Muhtemeldir ki Abdullah Gül ve Tayyip Erdoğan, henüz açıkça sahiplenmedikleri Amerikan planına kısmi bazı eklemeler yapacaklardır. Milli Güvenlik Kurulu bildirisine bakılırsa, bu konuda devletin zirvesinde bir mutabakat da sağlanmıştır.

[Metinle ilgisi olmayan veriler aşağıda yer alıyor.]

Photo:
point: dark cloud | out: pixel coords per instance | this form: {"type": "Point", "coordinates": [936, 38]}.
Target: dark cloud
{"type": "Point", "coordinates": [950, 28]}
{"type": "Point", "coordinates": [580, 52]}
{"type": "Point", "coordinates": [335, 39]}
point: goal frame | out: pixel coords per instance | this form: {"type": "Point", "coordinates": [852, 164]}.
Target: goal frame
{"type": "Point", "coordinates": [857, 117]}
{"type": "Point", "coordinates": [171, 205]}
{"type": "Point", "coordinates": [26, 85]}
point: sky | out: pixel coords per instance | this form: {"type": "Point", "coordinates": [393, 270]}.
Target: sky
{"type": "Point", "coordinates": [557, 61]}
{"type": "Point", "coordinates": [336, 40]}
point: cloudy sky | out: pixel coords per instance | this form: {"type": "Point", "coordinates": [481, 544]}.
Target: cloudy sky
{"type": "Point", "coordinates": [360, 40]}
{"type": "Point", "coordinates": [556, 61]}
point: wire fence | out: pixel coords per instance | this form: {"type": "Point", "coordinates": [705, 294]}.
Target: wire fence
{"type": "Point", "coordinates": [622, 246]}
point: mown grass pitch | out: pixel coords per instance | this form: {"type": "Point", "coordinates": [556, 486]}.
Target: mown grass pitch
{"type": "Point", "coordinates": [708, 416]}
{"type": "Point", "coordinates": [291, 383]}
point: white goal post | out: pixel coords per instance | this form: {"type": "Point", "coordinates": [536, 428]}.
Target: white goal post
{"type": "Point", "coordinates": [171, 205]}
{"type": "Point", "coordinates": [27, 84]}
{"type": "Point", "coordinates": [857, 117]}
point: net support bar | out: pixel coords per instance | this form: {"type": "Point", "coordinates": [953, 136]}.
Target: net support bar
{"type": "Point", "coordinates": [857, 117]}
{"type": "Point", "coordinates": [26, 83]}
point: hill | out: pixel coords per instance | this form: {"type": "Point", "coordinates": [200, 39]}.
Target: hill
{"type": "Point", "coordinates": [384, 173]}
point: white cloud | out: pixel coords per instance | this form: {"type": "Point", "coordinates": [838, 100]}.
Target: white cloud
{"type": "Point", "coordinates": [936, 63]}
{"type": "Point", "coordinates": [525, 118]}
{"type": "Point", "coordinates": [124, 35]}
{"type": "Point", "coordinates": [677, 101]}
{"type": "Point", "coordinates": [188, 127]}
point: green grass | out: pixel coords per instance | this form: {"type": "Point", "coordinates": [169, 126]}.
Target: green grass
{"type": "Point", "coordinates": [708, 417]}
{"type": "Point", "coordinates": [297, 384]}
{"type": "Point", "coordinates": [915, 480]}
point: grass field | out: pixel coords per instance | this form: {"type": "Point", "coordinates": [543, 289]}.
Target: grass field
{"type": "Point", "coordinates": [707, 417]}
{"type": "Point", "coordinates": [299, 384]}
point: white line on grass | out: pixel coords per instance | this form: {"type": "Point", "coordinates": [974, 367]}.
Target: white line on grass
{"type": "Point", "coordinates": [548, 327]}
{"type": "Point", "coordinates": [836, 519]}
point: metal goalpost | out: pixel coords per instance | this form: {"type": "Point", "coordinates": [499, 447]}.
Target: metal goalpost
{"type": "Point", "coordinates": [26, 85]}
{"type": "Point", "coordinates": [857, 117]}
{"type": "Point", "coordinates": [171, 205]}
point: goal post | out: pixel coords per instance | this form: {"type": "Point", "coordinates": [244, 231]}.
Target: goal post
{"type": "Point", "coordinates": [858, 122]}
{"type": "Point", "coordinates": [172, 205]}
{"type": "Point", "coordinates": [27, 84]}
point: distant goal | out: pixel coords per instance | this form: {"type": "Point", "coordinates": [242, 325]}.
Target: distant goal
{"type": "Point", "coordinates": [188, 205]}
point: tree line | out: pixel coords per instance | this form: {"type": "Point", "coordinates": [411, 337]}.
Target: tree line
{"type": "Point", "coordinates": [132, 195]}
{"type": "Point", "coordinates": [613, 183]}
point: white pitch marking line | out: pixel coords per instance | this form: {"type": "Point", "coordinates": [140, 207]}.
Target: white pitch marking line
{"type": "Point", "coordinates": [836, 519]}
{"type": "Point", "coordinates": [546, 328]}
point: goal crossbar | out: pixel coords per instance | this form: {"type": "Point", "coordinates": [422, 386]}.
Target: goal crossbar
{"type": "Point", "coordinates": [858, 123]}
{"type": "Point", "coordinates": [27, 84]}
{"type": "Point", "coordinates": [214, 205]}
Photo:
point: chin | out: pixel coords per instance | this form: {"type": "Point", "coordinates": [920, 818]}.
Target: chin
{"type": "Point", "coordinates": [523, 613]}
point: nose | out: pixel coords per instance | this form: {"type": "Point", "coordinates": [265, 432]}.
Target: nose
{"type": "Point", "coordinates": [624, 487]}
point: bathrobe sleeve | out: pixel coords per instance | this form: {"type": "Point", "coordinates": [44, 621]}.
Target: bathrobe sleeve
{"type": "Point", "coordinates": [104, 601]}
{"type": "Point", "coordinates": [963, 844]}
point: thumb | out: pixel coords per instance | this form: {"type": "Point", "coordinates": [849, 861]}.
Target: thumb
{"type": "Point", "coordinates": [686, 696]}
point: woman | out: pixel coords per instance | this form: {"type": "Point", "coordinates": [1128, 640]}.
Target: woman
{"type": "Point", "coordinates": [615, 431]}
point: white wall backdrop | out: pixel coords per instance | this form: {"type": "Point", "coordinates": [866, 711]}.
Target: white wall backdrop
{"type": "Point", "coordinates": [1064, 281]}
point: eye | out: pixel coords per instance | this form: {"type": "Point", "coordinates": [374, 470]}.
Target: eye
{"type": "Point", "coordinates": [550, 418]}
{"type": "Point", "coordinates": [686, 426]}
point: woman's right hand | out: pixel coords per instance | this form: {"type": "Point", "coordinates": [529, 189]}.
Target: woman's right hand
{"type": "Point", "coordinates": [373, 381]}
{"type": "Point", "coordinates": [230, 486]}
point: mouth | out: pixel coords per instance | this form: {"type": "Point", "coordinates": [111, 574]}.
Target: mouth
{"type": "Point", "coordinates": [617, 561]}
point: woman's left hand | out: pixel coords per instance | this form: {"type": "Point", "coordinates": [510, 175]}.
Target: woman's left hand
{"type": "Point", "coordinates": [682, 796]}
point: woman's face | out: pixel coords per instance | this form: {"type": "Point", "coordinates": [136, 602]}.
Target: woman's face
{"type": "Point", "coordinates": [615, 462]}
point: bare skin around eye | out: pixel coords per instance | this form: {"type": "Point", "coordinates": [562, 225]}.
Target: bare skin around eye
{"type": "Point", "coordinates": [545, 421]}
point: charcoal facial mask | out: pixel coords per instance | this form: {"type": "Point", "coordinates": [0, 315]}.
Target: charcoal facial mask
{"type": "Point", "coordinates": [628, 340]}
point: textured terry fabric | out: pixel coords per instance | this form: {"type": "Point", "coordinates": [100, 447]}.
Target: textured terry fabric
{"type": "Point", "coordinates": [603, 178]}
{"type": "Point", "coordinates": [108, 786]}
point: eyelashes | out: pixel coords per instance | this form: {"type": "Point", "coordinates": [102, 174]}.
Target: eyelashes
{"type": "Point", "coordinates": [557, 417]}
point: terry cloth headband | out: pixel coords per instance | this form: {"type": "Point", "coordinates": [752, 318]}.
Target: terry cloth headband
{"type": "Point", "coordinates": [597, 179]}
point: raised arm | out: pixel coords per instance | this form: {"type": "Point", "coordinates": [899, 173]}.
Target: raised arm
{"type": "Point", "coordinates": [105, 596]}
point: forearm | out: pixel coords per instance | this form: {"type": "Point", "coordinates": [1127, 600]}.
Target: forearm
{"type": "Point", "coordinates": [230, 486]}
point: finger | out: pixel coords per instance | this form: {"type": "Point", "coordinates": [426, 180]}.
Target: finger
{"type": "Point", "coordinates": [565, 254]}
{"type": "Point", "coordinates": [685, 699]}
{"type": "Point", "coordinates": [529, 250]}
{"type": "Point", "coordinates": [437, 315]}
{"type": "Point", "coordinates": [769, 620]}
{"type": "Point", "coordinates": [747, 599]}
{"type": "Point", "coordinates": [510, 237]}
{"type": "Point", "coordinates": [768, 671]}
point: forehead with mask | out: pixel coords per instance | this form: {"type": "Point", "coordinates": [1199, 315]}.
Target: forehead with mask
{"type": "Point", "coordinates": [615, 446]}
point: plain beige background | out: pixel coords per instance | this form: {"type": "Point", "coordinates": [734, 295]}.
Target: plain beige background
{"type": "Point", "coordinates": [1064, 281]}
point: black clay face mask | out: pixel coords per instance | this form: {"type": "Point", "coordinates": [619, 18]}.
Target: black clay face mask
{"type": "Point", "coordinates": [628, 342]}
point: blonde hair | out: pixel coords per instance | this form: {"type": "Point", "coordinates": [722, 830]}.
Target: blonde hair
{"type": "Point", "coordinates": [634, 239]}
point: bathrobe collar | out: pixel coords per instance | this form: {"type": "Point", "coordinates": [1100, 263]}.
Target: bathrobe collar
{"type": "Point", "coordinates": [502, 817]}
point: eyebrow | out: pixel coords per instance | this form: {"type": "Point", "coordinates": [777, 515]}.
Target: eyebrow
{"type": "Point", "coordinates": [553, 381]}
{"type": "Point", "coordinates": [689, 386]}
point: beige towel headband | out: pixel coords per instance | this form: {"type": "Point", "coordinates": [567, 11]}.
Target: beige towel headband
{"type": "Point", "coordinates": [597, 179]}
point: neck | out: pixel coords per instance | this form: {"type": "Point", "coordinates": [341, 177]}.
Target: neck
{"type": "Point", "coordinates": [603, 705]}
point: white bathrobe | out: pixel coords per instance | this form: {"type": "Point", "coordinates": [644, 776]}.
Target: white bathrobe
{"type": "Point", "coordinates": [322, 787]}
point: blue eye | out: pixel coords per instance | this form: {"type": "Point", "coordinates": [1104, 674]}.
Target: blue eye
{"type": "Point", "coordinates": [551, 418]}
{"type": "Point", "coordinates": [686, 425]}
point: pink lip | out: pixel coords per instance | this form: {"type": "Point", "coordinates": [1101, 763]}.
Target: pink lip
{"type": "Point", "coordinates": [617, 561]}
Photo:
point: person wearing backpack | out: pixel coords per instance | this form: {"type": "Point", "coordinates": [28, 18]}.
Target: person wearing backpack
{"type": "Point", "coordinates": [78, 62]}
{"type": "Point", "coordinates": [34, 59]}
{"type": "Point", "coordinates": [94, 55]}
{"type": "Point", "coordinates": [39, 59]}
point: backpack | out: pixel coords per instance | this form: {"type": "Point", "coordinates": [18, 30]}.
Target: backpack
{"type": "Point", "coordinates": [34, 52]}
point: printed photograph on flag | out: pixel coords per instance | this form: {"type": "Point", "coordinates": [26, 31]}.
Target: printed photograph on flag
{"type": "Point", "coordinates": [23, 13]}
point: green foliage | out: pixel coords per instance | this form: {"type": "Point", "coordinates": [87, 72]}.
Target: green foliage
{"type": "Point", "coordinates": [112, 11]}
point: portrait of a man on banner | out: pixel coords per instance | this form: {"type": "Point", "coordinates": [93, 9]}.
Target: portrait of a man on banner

Vurgulanmalı ki, ABD patentli plan, sorunun demokratik hakça çözümünü sağlamayacaktır. ABD’nin hedefi, Kürt meselesini çözmek değil, Barzani-Talabani ikilisine inşa ettirdiği yapıyı tahkim etmek, bunun için Türkiye’nin PKK ve Kürt meselesini kendi belirlediği çerçeve içinde konsolide etmektir. Konsolidasyon tamamlandığında sorunun aktörleri ve figüranları arasındaki güç dengesi Amerikan parametlerine göre yeniden tanımlanmış olacak, soru
n çözülmemiş olarak kalacaktır.
Esasen Amerikan müdahalesi ve projesiyle barışa, demokrasiye kavuşmuş bir yeryüzü parçası yoktur. Bu bağlamda Türk milliyetçileri çok vahim günahlar işlemekle birlikte Kürt milliyetçileri de Amerikan işbirlikçiliğinin Kürtlere barış ve huzur getirmeyeceğini idrak etmek zorundadırlar. Geri ve geç kalmış milliyetçiliklerin emperyalist karar vericilerin oyun sahası dışına çıkamayacaklarını bile bile, değil çözüm, konsolidasyon için bile yabancı planlara angaje olunmamasını temenni etmek, en azından vicdanlara seslenmek yurtseverliğin, insanseverliğin gereğidir.
Kürt meselesi ırkçı-milliyetçi günahlardan arınmakla, halklar arasında hiyerarşi ve üstünlük yerine eşitlik ve kardeşlikle, Kurtuluş Savaşı’nda halkların ortak mücadelesiyle kurtarılan vatanı barışta da ortak vatan yapmakla hakça çözüme kavuşabilecektir.